Я присел на мотоцикл, сжег записку и медленно поехал на встречу с Навином в Афганскую церковь.
Мотоцикл пришлось припарковать за автобусной остановкой – теперь, когда я расстался с Санджаем, оставлять транспорт на виду было нежелательно.
В притворе церкви висели пыльные флаги, стены украшали памятные плиты в честь погибших в двух афганских войнах. Афганская церковь служила мемориалом павшим бойцам, военным храмом, где в скамьях еще виднелись выемки для упора солдатских ружей на время молебна, перед выступлением в поход и после боев с афганцами – чуждыми, непостижимыми врагами.
Я заглянул в печальный сумрак церкви. На задней скамье сидела старушка, читала какой-то роман в мягкой обложке. У алтаря замерли, преклонив колени, мужчина и мальчик – над их головами парило круглое витражное окно.
Навин Адэр неторопливо расхаживал по проходу, почтительно заложив руки за спину, и разглядывал бронзового орла на подставке для Библии. От молодого человека веяло уверенностью в своих силах. Заметив меня, он направился к выходу. Мы прошли в пустынный сад за церковью и уселись на каменной скамье под деревом.
В саду было тихо. В неверном свете сумерек над нашими головами сияло витражное алтарное окно.
– Какое несчастье, приятель, – сказал Навин.
– Да, – кивнул я. – Погоди минуту, а?
Мне нужна была минута покоя.
Надо было минуту подумать.
Я до сих пор не задумывался. А теперь, улучив минуту, задумался.
О Лизе.
Лиза…
– Что, Навин?
– …в полицейском протоколе, – закончил он.
Я пропустил мимо ушей все, кроме последних слов.
– Навин, прости, я задумался.

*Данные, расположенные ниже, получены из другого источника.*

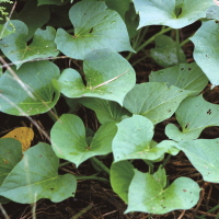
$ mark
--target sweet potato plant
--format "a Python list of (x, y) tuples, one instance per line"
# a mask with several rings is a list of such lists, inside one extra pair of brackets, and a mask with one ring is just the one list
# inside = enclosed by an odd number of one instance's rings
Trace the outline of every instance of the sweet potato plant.
[[(163, 215), (197, 204), (200, 186), (194, 180), (171, 182), (166, 175), (166, 162), (180, 151), (204, 181), (219, 183), (219, 138), (199, 138), (205, 128), (219, 126), (219, 106), (201, 94), (208, 83), (212, 90), (219, 85), (217, 0), (1, 4), (9, 14), (0, 21), (0, 111), (30, 119), (48, 113), (54, 119), (50, 135), (44, 132), (50, 143), (38, 142), (22, 153), (18, 140), (0, 139), (2, 204), (59, 203), (74, 196), (81, 176), (58, 170), (67, 163), (80, 168), (89, 159), (96, 174), (88, 180), (110, 180), (127, 204), (124, 214)], [(181, 30), (197, 21), (197, 31), (182, 38)], [(157, 32), (148, 36), (151, 27)], [(189, 41), (192, 62), (182, 49)], [(150, 53), (143, 56), (160, 70), (137, 83), (130, 59), (148, 45)], [(62, 115), (56, 110), (60, 99), (69, 106)], [(84, 125), (80, 107), (95, 112), (95, 130)], [(154, 128), (163, 122), (166, 139), (157, 142)], [(104, 164), (108, 154), (111, 166)], [(147, 171), (136, 168), (136, 161), (143, 161)], [(99, 177), (102, 171), (105, 175)]]

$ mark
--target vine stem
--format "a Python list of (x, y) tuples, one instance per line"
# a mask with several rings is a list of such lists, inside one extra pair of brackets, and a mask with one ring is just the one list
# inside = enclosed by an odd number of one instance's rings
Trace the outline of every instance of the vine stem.
[(102, 161), (100, 161), (97, 158), (95, 158), (95, 157), (93, 157), (93, 158), (91, 158), (91, 160), (95, 163), (95, 164), (97, 164), (104, 172), (106, 172), (108, 175), (110, 175), (110, 169), (106, 166), (106, 165), (104, 165), (103, 164), (103, 162)]
[(93, 175), (74, 175), (77, 181), (88, 181), (88, 180), (94, 180), (94, 181), (103, 181), (105, 183), (110, 183), (108, 180), (104, 178), (104, 177), (99, 177), (99, 176), (93, 176)]
[(143, 47), (148, 46), (151, 42), (154, 41), (155, 36), (159, 36), (161, 34), (164, 34), (169, 31), (171, 31), (172, 28), (171, 27), (168, 27), (168, 28), (163, 28), (161, 30), (159, 33), (154, 34), (153, 36), (151, 36), (148, 41), (146, 41), (141, 46), (139, 46), (137, 49), (136, 49), (136, 53), (138, 53), (139, 50), (141, 50)]
[(183, 61), (181, 60), (181, 39), (180, 39), (180, 30), (175, 30), (175, 35), (176, 35), (176, 56), (177, 56), (177, 61), (178, 64), (182, 64)]

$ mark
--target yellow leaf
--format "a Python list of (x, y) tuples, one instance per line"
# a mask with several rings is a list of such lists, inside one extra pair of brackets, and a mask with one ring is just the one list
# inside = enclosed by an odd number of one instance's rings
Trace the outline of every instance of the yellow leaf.
[(34, 131), (28, 127), (14, 128), (2, 138), (15, 138), (22, 143), (22, 151), (26, 151), (31, 147), (31, 141), (34, 138)]

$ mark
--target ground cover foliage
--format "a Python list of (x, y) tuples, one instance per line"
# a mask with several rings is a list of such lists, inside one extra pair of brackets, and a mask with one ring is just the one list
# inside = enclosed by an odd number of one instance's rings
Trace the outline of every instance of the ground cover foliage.
[(219, 218), (218, 1), (0, 2), (2, 217)]

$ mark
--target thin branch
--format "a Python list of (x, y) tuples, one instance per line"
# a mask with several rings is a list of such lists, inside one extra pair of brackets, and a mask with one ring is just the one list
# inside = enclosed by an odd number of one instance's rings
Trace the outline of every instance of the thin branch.
[(100, 88), (100, 87), (102, 87), (102, 85), (105, 85), (105, 84), (112, 82), (112, 81), (115, 81), (116, 79), (118, 79), (118, 78), (120, 78), (122, 76), (124, 76), (125, 73), (127, 73), (129, 70), (130, 70), (130, 69), (128, 69), (128, 70), (126, 70), (124, 73), (122, 73), (122, 74), (119, 74), (119, 76), (116, 76), (115, 78), (110, 79), (110, 80), (107, 80), (107, 81), (105, 81), (105, 82), (103, 82), (103, 83), (101, 83), (101, 84), (99, 84), (99, 85), (96, 85), (96, 87), (91, 88), (91, 89), (97, 89), (97, 88)]

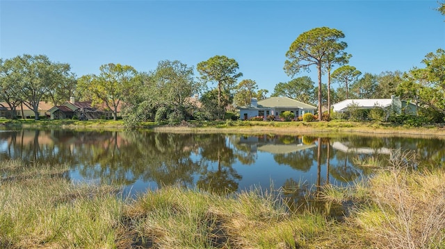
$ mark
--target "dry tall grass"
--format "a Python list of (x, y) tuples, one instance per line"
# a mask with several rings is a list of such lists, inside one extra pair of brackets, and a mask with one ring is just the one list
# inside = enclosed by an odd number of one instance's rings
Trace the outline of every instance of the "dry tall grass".
[(378, 248), (445, 247), (445, 171), (413, 170), (414, 155), (396, 152), (369, 180), (368, 199), (350, 218)]

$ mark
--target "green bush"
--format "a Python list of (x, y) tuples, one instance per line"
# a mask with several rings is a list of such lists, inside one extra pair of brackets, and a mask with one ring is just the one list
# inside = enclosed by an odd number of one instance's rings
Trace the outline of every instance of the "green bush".
[(315, 116), (312, 113), (307, 112), (303, 114), (303, 121), (305, 122), (313, 122), (315, 120)]
[(252, 117), (250, 119), (249, 119), (249, 120), (250, 121), (262, 121), (264, 117), (263, 116), (256, 116), (256, 117)]
[(428, 123), (428, 119), (423, 117), (414, 115), (391, 115), (388, 121), (392, 123), (403, 124), (411, 127), (420, 127)]
[(295, 117), (295, 115), (293, 113), (291, 112), (291, 111), (286, 111), (280, 113), (280, 117), (283, 119), (284, 121), (290, 121)]
[(347, 115), (353, 121), (362, 121), (368, 119), (369, 109), (362, 109), (357, 104), (351, 104), (348, 106)]
[(266, 117), (266, 120), (268, 121), (273, 121), (275, 119), (275, 117), (273, 115), (267, 115), (267, 117)]
[(369, 118), (375, 121), (384, 121), (387, 112), (381, 108), (375, 107), (369, 110)]
[(321, 120), (324, 121), (329, 121), (331, 120), (330, 115), (327, 113), (327, 112), (325, 112), (321, 114)]
[(331, 120), (346, 119), (346, 114), (343, 112), (332, 112), (330, 117)]

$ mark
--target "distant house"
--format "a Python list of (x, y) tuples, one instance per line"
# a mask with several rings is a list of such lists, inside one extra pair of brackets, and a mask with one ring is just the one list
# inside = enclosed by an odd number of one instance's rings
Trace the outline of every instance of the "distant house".
[(351, 106), (361, 109), (380, 108), (385, 110), (388, 114), (392, 112), (414, 115), (417, 110), (416, 105), (400, 101), (400, 98), (396, 96), (392, 96), (391, 98), (346, 99), (332, 105), (332, 110), (334, 112), (345, 112)]
[(269, 115), (279, 119), (280, 114), (286, 111), (293, 113), (296, 118), (305, 113), (314, 114), (317, 108), (290, 98), (270, 97), (259, 101), (256, 98), (252, 98), (249, 106), (239, 107), (238, 109), (240, 118), (247, 120), (259, 116), (266, 119)]
[[(104, 105), (97, 108), (92, 105), (91, 101), (75, 101), (73, 97), (62, 105), (54, 106), (48, 112), (51, 119), (72, 119), (74, 117), (80, 119), (113, 119), (113, 112)], [(120, 105), (118, 106), (118, 112), (120, 112)]]

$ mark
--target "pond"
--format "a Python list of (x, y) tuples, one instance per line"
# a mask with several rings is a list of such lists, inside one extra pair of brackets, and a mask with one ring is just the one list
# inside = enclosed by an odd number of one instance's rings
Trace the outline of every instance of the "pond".
[(371, 173), (364, 162), (387, 163), (398, 150), (414, 153), (419, 166), (444, 164), (445, 140), (439, 138), (57, 129), (0, 132), (1, 160), (67, 163), (67, 179), (121, 184), (128, 194), (172, 184), (216, 192), (348, 184)]

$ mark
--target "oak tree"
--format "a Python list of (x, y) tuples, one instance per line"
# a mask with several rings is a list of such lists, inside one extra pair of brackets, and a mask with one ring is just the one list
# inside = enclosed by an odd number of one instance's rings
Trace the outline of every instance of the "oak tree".
[(358, 71), (355, 67), (350, 65), (344, 65), (335, 69), (332, 72), (332, 79), (341, 86), (343, 86), (346, 90), (346, 99), (349, 98), (349, 85), (355, 81), (359, 76), (362, 75), (362, 72)]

Повтори еще раз, а?
Он сочувственно улыбнулся, разделяя мое горе:
– Ничего страшного. Слушай, встань, пожалуйста.
– Зачем?
– Ну встань, дружище!
– Да зачем?
– Вставай, кому говорят! – Навин поднялся, потянул меня за собой и предложил: – Давай обнимемся.
– Все в порядке.
– Тогда тем более давай обнимемся.
– Говорю же, у меня все в порядке.
– Не дури! Твоя подруга неделю как погибла. Давай обнимемся, дружище!
– Навин…
– Знаешь, индийцы в таких случаях обнимаются, а ирландцы в драку лезут. Кровь моих предков требует либо того, либо другого. Ничего не поделаешь. – Он раскинул руки.
Ничего не поделаешь.
Он по-братски обнял меня. Так мы обнимались с братом в Австралии. Внутри все сжалось.
– Не держи в себе, – сказал он.
В саду, залитом витражным сиянием, я орошал слезами плечо друга, плечо названого брата.
– Иди к черту, Навин!
– Не держи в себе…
Наконец напряжение отпустило, и я разжал объятия.
– Ну что, полегчало? – спросил Навин.
– Иди к черту. Да, полегчало.
Мы уселись на скамью, и он рассказал мне то немногое, что знал.
– А где Конкэннон торгует?
– Не знаю… – Он с улыбкой взглянул на меня. – Тебе он нужен?
– Мне нужно ему кое-что сказать.
– Кое-что сказать?
– Сначала сказать, потом выслушать, кто с ним к Лизе в ту ночь приходил.
– По-твоему, рогипнол ей дал не Конкэннон?
– Сторож говорит, что ирландец почти сразу уехал. А его спутник целый час там провел. Вот мне и интересно, кто это был.
– Ладно, я попробую выяснить.
– Сторож записал номер черного лимузина. – Я протянул Навину листок с номером. – Сможешь узнать, чья машина?
– Имя владельца узнать легко, но это нам вряд ли поможет – автомобили часто регистрируют на других.
– Дидье снял мне номер в гостинице «Амритсар», оставь там записку. А с часу до двух я завтра буду в «Каяни».
– Ты съехал с квартиры?
– Да. Не хочу туда возвращаться.
– А сейчас что будешь делать?
– В восемь встречаюсь с Карлой. Но сначала надо бы купить рубашку и заселиться в «Амритсар». А у тебя какие планы?